Results of the Summer Architecture Camp (Project 1)

Results of the Summer Architecture Camp (Project 1)

The summer architecture camp was organized as part of our Orange Days Festival. During the week, ten students from Russia and the Netherlands studied the basics of reconstruction and reorganization of cultural heritage, based on the example of New Holland. As a result of the Camp students presented two projects for future development of the island.

We asked curators and tutors to comment on both projects.

Concept 1:

The project’s starting point is the need to repair the foundations without disturbing the architecture of the historical monuments, nor the landscape and the cityscape. It is proposed to recreate the foundations of the warehouses, a practice used by many countries, including the Netherlands: the groundwork is made while the building is placed on temporary supports. When the foundations are laid, it becomes relatively easy to dig the ground under the building, and to create a basement floor. This space is quite suitable and profitable for commercial use. In addition, such a method permits to preserve the original building’s appearance. The warehouses become cathedrals, crowning a cultural and business center.

Extensive renovations for the warehouses are assumed. In order to create an access to the basement, a slope will be constructed from the central pond to the warehouses.
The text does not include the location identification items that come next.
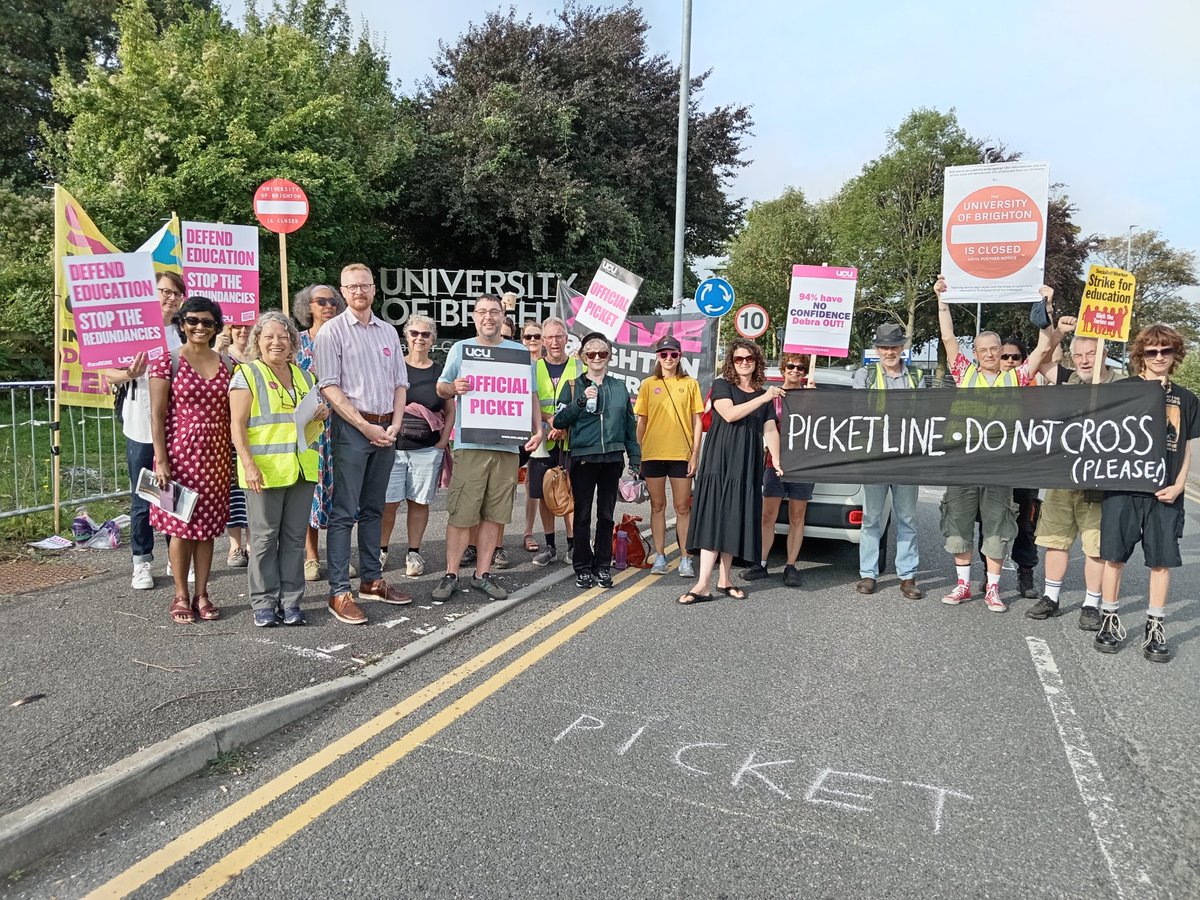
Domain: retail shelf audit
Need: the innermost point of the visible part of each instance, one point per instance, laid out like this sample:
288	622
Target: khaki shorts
997	517
481	487
1066	515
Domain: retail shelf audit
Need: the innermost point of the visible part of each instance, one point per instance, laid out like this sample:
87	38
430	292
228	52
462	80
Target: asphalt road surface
798	743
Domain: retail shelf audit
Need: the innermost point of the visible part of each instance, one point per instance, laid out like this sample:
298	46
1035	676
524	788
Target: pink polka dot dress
198	448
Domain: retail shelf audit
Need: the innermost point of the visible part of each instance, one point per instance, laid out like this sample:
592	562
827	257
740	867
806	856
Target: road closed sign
994	232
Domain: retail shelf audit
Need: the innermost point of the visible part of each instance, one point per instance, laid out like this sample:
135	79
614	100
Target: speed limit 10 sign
751	321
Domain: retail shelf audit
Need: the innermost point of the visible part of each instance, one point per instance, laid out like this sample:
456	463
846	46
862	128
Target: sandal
181	611
205	607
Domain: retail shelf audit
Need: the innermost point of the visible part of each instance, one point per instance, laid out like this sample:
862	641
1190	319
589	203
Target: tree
550	147
195	118
777	235
1162	271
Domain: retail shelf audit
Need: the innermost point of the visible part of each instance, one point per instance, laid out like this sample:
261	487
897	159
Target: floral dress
198	448
323	495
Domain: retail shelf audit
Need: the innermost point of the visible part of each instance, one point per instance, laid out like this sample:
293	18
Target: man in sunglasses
889	373
993	505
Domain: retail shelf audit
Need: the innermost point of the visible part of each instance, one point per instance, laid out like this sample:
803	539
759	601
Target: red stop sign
281	205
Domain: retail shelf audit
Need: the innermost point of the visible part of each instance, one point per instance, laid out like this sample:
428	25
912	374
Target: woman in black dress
726	519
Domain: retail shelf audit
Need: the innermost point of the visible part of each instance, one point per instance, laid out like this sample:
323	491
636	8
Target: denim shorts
414	475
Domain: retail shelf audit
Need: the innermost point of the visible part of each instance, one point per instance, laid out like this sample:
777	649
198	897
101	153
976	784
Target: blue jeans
904	511
139	456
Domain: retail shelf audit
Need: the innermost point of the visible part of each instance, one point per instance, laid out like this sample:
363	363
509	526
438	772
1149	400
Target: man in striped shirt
361	373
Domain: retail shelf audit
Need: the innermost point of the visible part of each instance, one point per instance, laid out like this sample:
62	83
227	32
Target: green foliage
195	118
550	147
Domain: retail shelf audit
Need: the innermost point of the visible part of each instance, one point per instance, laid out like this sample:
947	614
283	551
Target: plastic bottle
621	557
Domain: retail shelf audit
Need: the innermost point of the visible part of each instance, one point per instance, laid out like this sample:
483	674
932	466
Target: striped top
364	360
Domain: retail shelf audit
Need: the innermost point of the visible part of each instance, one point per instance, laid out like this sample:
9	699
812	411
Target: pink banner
115	306
221	263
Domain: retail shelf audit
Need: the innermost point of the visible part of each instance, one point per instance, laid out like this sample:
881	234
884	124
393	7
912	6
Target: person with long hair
312	307
669	408
729	483
279	481
190	418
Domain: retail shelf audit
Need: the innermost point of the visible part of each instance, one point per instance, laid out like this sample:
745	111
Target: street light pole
682	157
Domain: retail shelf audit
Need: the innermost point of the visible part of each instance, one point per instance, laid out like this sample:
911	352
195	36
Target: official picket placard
606	304
117	310
221	263
994	232
498	408
820	310
1107	437
1107	309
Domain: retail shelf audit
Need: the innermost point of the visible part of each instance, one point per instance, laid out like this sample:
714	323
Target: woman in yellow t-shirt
667	408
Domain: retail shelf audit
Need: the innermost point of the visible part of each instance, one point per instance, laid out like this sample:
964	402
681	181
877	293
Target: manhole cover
24	575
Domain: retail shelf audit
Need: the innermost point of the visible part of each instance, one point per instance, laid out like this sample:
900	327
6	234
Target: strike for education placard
994	232
221	263
820	310
117	309
1107	310
498	408
607	300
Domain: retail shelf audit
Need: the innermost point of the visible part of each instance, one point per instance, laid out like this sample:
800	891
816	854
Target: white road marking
1128	876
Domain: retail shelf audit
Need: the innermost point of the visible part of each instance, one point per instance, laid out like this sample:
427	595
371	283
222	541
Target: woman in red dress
190	420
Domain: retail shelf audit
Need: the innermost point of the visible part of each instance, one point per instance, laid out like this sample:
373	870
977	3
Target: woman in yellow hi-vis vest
279	478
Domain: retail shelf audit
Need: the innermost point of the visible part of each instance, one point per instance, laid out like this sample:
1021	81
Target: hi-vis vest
973	378
549	394
271	430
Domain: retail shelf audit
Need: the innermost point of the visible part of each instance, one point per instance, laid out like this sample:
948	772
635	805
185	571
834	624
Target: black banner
1108	437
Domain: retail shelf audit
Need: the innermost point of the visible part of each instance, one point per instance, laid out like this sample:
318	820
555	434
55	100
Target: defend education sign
1108	437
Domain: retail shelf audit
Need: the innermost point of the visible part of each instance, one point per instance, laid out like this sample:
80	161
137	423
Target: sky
1107	91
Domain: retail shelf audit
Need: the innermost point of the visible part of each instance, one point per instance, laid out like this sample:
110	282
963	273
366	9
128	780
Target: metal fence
93	462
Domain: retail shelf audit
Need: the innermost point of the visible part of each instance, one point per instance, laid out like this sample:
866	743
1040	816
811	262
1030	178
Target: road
798	743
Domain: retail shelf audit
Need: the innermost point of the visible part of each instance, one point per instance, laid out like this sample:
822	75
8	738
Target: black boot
1111	634
1155	647
1025	583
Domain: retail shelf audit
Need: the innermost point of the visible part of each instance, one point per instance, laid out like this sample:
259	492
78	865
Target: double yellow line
235	862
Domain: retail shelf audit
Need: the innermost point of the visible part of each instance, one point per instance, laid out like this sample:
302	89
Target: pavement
120	702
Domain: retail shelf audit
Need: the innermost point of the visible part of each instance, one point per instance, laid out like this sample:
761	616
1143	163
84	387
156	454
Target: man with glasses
991	505
889	373
485	475
1155	520
364	377
552	373
135	414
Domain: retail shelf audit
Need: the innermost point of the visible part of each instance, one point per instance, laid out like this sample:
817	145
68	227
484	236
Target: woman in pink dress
190	420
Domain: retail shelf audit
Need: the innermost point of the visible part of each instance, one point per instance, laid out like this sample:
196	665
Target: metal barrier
93	462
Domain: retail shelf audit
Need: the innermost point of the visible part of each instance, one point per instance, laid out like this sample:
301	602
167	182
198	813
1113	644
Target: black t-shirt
423	390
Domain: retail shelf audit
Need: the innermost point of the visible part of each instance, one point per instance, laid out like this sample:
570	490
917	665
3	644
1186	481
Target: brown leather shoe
346	610
383	591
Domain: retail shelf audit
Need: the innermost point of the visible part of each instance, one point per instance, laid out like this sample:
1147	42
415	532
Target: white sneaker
414	564
143	580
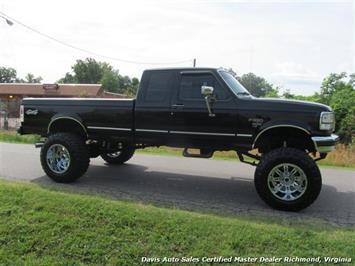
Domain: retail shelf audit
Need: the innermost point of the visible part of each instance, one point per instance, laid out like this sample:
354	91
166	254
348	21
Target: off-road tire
79	157
291	156
125	154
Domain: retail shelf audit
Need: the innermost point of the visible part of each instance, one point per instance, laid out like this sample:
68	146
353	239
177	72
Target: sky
293	44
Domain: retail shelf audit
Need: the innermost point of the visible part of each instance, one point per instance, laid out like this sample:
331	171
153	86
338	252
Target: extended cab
204	109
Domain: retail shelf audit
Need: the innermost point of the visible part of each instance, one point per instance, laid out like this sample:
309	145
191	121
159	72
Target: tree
93	72
30	78
339	93
7	75
256	85
330	84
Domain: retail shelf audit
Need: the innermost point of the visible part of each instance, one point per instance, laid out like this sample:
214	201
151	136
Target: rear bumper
325	144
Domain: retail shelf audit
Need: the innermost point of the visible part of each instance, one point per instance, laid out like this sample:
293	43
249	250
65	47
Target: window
158	87
190	87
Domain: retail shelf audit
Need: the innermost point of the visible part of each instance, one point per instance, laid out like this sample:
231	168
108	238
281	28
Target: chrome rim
287	182
58	158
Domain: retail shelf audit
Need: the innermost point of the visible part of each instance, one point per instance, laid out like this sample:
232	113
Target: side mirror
207	90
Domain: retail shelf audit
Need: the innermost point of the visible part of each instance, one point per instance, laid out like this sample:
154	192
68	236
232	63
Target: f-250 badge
32	112
256	122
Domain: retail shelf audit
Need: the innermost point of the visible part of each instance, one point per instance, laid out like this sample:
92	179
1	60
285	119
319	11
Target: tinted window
190	86
158	87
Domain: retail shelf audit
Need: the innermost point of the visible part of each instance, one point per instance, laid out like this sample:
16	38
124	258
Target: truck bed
96	114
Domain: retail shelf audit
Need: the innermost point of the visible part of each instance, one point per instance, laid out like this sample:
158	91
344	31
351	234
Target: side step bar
203	153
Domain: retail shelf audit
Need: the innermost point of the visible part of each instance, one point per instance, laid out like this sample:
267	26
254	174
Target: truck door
191	123
152	109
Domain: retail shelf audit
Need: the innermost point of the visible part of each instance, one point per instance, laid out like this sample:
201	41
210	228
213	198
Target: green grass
340	158
39	226
13	137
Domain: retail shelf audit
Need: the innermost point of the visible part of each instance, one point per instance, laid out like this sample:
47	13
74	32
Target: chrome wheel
58	158
114	155
287	181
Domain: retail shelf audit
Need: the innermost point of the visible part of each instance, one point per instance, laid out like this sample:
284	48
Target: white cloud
285	41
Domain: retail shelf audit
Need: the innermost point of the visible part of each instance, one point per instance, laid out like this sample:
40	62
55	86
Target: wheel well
67	125
278	137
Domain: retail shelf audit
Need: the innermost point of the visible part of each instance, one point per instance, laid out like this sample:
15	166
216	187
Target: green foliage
337	91
256	85
43	227
91	71
7	75
30	78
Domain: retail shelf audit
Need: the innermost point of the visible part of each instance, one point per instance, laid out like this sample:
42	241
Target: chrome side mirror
207	92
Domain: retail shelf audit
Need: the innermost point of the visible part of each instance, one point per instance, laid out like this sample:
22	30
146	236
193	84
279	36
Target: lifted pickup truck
204	109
The land leftovers of the construction will be used to create a hilly area on the island: a park within the city.

Curators comments:

Paul Meurs, curator of the camp, architect, professor, head of the ‘Restoration and Transformation’ department of Delft University of Technology

1. The concept proves that radical changes, which open up new perspectives in the use of an architectural object, can be implemented without disturbing the structure of the monument itself.

2. Interestingly, the structural reconstruction of the foundations can be used to add a new architectural space and values ​​(both cultural and economic).

3. In reality, this approach is based on a careful diagnosis of the foundation, and the new space can be added only where an intervention is necessary.

Vladimir Frolov, curator of the camp and chief editor of the magazine Project Baltia

The strength of the project team was its first architectural statement, which is a strong architectural gesture. The historic buildings remain in place, but beneath them a new space is formed which holds a number of functions and the same time is part of the structural system. This allows to leave the building segments of Vallin de la Mothe as a kind of picturesque ruins.

The authors also suggest to link the new recessed area of the island with the underground parking, placed under Labor square and with the entrance’s territory to the Museum of the Russian Navy. This solution is feasible with the participation of the city administration, and may be an example of public-private partnership, thus providing a significant improvement of the quality of the urban environment of the area.

The creation of a hill on the island (the same place where WORKac proposed a landscaped parking facility) and a simultaneous gradual lowering of the land in the side of the historic buildings is a not fully justified component of the project.

Catherine Visser, camp's tutor, architect, partner of DaF-architecten, and visiting tutor at Delft University of Technology

The first project examines on the one hand the idea of ​​maintaining the 18th century warehouses, and on the other proposes the introduction of a powerful modern cultural program. However, the weak foundations of the historical buildings constitute a major problem: the hardwood floors can not withstand the load of the building and would slide down to the water. The proposal begins with the idea of ​​the preservation of the buildings: a new foundation would be built under the existing building, as it is often done in Dutch restoration projects, like for example with the National Museum in Amsterdam.